Article 13 of the Belgic Confession dealing with divine providence affirms that God is not the author of evil, but there is no pronounced distinction between the active and permissive will of God such as Billings might lead one to expect. Article 13 contends that great comfort is found in the knowledge that God “so restrains the devil and all our enemies that, without His will and permission, they cannot hurt us.”
As for the Canons of Dort, the first head dealing with divine predestination, Article 18 sounded similar to Calvin in its citation of Rom. 9:20: To those who murmur at the free grace of election and just severity of reprobation, we answer with the apostle, ‘Nay but, O man, who art thou that repliest against God?’
There was no prominent distinguishing between the active/permissive will of God when dealing with reprobation in Article 15 either. If anything, the positive decree of reprobation was underscored, all the while affirming that God is not the author of sin.
In his Systematic Theology, Louis Berkhof discusses the customary usage of the “permissive” will of God, but notes how even that customary usage is not passive:
“It is customary to speak of the decree of God respective moral evil as permissive. By His decree God rendered the sinful actions of man infallibly certain without deciding to effectuate them by acting immediately upon and in the finite will. This means that God does not positively work in man ‘both to will and to do,’ when man goes contrary to His revealed will. It should be carefully noted, however, that this permissive decree does not imply a passive permission of something which is not under the control of the divine will. It is a decree which renders the future sinful act absolutely certain, but in which God determines (a) not to hinder the sinful self-determination of the finite will; and (b) to regulate and control the result of this sinful self-determination.”

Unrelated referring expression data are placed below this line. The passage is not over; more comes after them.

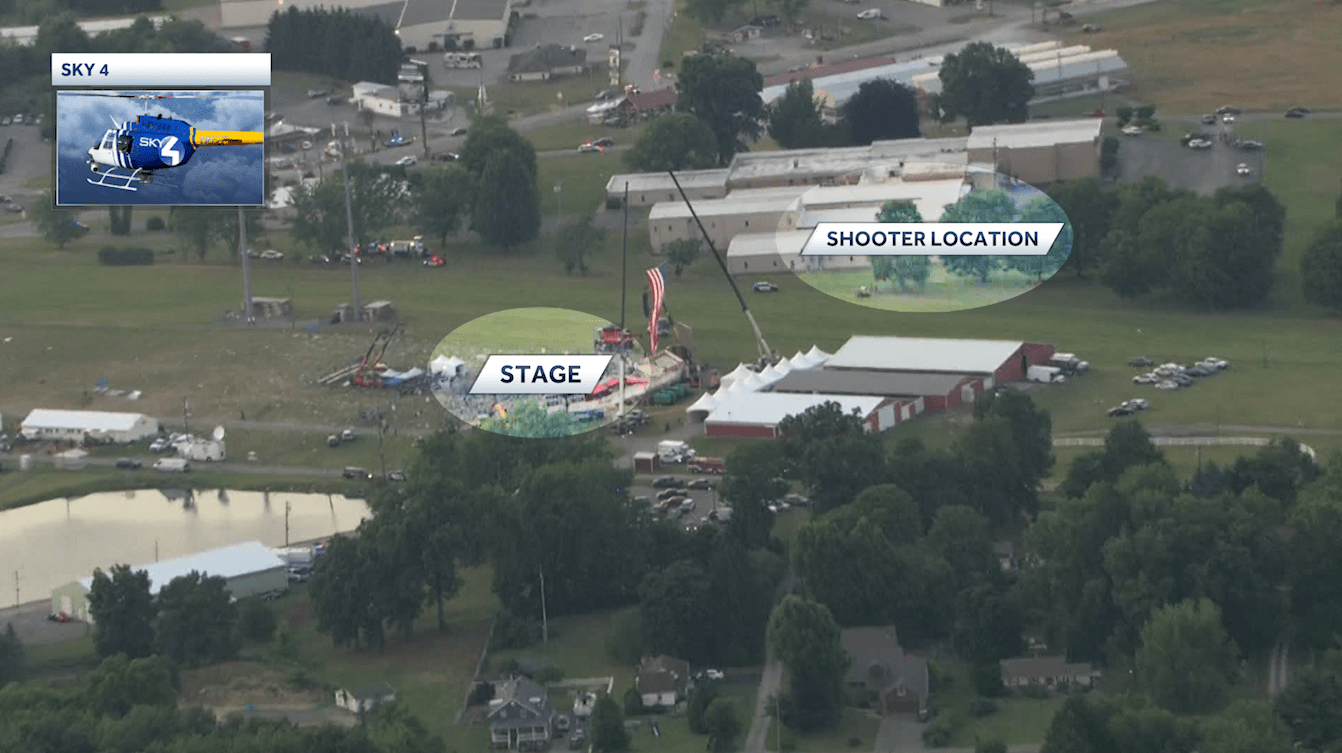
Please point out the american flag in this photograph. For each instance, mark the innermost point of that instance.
(658, 283)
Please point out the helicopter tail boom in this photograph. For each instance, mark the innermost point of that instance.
(224, 137)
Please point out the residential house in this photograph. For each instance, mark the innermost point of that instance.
(546, 62)
(364, 698)
(521, 717)
(663, 681)
(1047, 671)
(882, 674)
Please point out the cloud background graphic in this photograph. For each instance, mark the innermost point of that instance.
(214, 176)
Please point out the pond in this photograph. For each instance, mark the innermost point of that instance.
(47, 545)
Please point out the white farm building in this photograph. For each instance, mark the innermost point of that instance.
(99, 426)
(248, 568)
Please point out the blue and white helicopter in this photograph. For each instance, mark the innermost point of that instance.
(153, 142)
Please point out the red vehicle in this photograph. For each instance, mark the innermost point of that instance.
(707, 465)
(612, 338)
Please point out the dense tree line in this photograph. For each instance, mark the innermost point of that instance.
(130, 706)
(1212, 251)
(336, 43)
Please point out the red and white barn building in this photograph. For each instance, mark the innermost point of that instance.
(887, 380)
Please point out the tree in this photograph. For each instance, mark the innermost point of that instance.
(608, 733)
(681, 254)
(122, 612)
(725, 94)
(255, 620)
(805, 639)
(443, 196)
(491, 136)
(1247, 726)
(57, 226)
(674, 606)
(196, 620)
(12, 661)
(903, 270)
(1321, 267)
(678, 141)
(1043, 210)
(882, 110)
(722, 724)
(795, 120)
(993, 206)
(1089, 207)
(507, 203)
(985, 85)
(1186, 662)
(576, 242)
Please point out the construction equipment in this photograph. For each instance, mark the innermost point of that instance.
(368, 371)
(766, 355)
(612, 338)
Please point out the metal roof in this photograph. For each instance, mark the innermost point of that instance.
(923, 355)
(227, 563)
(662, 181)
(85, 420)
(860, 381)
(770, 408)
(1039, 133)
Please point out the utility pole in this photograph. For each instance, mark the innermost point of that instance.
(349, 223)
(242, 251)
(545, 622)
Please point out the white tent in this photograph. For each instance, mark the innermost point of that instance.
(705, 403)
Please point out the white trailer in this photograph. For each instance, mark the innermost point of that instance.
(172, 465)
(1044, 375)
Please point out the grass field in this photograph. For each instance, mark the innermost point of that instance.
(1195, 55)
(522, 330)
(944, 293)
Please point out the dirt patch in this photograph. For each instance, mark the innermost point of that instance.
(236, 685)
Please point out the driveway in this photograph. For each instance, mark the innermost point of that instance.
(899, 733)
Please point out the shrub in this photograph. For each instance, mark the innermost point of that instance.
(482, 694)
(256, 622)
(983, 708)
(113, 257)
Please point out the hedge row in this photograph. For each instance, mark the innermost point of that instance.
(113, 257)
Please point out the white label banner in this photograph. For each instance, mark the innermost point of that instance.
(167, 70)
(925, 239)
(540, 375)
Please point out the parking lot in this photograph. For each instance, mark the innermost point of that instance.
(1203, 171)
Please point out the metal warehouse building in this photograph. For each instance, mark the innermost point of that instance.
(248, 569)
(74, 426)
(995, 361)
(1040, 152)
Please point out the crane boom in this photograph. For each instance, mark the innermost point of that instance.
(765, 352)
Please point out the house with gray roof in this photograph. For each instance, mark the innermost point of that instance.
(882, 674)
(520, 717)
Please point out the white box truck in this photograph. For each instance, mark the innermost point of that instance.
(172, 465)
(674, 451)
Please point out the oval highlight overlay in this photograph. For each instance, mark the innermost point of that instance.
(538, 373)
(854, 267)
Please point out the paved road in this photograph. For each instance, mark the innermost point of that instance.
(769, 683)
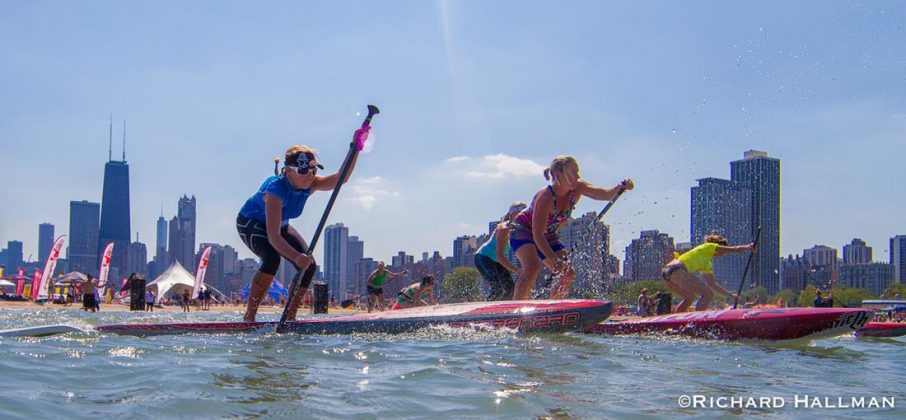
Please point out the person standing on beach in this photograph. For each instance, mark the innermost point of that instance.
(414, 294)
(186, 299)
(375, 285)
(149, 301)
(263, 221)
(678, 273)
(88, 288)
(490, 259)
(534, 230)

So after a brief survey, it seems to me that the rift Billings has referenced between Calvin and the Reformed confessions with respect to the permissive will of God is nonexistent. But I don’t think it is necessary to establish such a rift in order to avoid monocausal fatalism. Calvin avoided it by his careful handling of Scripture, seeking to go no farther than the text warrants, but humbly accepting what it clearly teaches. Calvin could also agree with Billings that God hates sin. Calvin had a high regard and great appreciation for the Psalms, such that he could pray them right along with Billings in the midst of any number of troubling and afflictive providences.
When I asked an older and wiser friend about this purported rift between Calvin and the Reformed confessions, he astutely observed that “the perfect reflection of monocausal fatalism is not to be found in any branch of Reformed or Puritan thought, but rather in the theology of Islam.”